The room was so silent then. So quiet. Bryce could hear cars pass by outside.

Gabby broke the silence, staring at the floor. “I guess since you haven’t left yet, I could ask you why, but I think I kind of know why.” She looked at Bryce with a small, sad smile, her eyes still narrowed. Bryce didn’t understand.

Before she could muster up a reply, Gabby continued. “He was still yours, in your mind, wasn’t he?”

“I don’t know,” Bryce said, shaking. She clenched her jaw, trying to control it.

“I feel sorry for you,” Gabby said. She spoke slowly, drawing out each word.

“Don’t,” Bryce said. “It was my fault. I don’t know what—” She stopped. She wished she could stop saying that. She didn’t know anything. And it seemed like she never would. “Listen,” Bryce said, collecting herself.

“I don’t have to listen to anything.” Gabby jumped on Bryce’s words.

“I’ll be gone.” The words rushed out of her. “I mean it. I’ll leave you alone. You guys could work things out.”

Gabby shook her head. “It’s too late, Bryce.” She gathered her dress in her arms and walked past Bryce to the door.

“Gabby, please,” Bryce begged, but she didn’t know what she was asking for. Gabby stopped in the doorway. “I’m sorry.”

“Me too,” she said.

Her footfalls echoed in the empty church, and the door swung open, creaking, and finally shut.

Soon Bryce left, too, leaving her gown on one of the pews as she exited through a side door. She didn’t call her mom to pick her up.

The day was gray, her mind was gray.

None of it was hitting her, but not because she wasn’t letting it. There was nothing left of her to absorb the impact. Bryce had done all the damage she could possibly do, and now everything was in pieces. Sometimes Bryce had to pause in the middle of a parking lot, or on someone’s lawn, and wrap her arms around her stomach. She was falling apart, and the pieces were going to float away from her. Her arm would fall off first, then a leg, her head would drift up to the sky like a balloon.

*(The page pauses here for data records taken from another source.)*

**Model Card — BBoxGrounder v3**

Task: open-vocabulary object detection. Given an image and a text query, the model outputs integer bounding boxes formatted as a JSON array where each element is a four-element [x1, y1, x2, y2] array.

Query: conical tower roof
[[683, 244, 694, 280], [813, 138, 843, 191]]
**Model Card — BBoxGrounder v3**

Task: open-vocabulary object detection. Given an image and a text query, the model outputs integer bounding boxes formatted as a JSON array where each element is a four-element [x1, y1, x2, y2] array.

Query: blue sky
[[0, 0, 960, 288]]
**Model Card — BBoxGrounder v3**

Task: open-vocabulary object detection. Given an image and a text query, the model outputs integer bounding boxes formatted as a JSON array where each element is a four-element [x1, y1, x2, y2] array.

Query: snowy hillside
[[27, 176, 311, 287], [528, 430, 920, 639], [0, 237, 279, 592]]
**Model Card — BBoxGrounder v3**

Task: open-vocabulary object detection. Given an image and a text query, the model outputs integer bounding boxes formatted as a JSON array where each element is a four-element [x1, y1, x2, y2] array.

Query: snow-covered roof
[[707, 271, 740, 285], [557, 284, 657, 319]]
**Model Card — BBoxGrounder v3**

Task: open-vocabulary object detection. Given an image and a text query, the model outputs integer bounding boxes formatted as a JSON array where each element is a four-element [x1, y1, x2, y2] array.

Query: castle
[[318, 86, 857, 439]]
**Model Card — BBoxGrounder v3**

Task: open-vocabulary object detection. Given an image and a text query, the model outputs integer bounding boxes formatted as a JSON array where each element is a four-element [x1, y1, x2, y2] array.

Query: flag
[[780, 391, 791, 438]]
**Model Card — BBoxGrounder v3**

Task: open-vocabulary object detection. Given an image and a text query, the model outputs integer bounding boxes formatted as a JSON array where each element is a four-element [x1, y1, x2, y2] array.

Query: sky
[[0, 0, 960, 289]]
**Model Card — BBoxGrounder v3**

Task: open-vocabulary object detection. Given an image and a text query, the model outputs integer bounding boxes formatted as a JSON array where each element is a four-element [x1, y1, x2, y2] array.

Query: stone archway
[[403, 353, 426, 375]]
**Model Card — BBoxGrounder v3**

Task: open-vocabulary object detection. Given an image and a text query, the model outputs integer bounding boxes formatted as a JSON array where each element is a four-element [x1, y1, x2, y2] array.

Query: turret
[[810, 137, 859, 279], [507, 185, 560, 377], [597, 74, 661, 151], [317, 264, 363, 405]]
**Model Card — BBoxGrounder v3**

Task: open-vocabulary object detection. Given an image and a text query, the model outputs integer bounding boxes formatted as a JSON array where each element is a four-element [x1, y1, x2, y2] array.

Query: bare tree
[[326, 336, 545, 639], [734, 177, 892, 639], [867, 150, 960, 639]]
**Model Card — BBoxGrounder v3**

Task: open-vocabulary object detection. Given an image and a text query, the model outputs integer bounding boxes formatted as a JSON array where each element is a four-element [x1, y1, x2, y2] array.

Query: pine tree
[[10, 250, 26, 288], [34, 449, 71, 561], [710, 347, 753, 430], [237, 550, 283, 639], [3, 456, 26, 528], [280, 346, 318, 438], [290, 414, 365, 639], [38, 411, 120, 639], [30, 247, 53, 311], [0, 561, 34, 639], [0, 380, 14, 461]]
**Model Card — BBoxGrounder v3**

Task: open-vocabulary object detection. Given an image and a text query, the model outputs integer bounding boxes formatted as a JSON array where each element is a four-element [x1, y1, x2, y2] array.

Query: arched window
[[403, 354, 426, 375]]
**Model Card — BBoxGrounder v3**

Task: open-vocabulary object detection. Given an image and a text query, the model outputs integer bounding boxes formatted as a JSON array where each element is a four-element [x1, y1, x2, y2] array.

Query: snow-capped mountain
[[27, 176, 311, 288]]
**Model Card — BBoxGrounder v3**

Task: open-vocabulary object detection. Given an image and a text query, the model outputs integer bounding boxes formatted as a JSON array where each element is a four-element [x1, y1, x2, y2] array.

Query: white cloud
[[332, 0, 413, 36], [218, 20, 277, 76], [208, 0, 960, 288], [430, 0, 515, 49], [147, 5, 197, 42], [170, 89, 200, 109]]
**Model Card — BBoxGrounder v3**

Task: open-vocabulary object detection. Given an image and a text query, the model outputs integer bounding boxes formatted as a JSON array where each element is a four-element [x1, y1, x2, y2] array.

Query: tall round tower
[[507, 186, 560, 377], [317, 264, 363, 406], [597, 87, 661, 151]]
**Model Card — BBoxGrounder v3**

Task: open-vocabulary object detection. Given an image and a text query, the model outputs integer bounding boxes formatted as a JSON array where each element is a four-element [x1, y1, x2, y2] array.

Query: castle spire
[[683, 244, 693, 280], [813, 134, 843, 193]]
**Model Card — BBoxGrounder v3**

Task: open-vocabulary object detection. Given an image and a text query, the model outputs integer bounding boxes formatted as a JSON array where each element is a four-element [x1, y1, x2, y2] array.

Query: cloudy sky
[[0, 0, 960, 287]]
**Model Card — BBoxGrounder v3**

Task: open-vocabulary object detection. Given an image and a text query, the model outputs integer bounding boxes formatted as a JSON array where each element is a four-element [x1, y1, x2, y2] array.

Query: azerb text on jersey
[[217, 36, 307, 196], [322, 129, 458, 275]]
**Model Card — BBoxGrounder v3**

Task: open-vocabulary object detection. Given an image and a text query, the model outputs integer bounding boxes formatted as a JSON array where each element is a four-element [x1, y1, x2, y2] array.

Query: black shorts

The long, dry walk ended, and Bryce was home on River Drive, standing in front of the big blue house. Her fingers and toes were numb, and her limbs ached from tiredness. Her family was inside, laying out their clothes for a ceremony that wouldn’t happen.

Bryce took a deep breath.

“Forgive me,” she said out loud to everyone. To her family. To Carter. She walked up the sidewalk with the last ounce of energy she had left. All she wanted was to curl up under a blanket and hope that time passed quickly.

Forgive me.





ithout going into too much detail, Bryce stepped into her house and announced the canceled wedding. She stood behind the couch, where her mother sat in a knee-length silk dress next to her father in his best suit.

“Why?” they had asked, worried.

“It’ll blow over,” Bryce had said listlessly. “I’m going outside.”

Bryce had made it about halfway through the pasture before she collapsed on her knees. She lay in the grass, the grass where she and Sydney pretended to shoot each other with guns, and let tears run down her cheek into the dirt.

Bryce was dying. The sheer, hard fact of that would remain under everything she did, as if there was a voice that wasn’t hers saying, “Remember?”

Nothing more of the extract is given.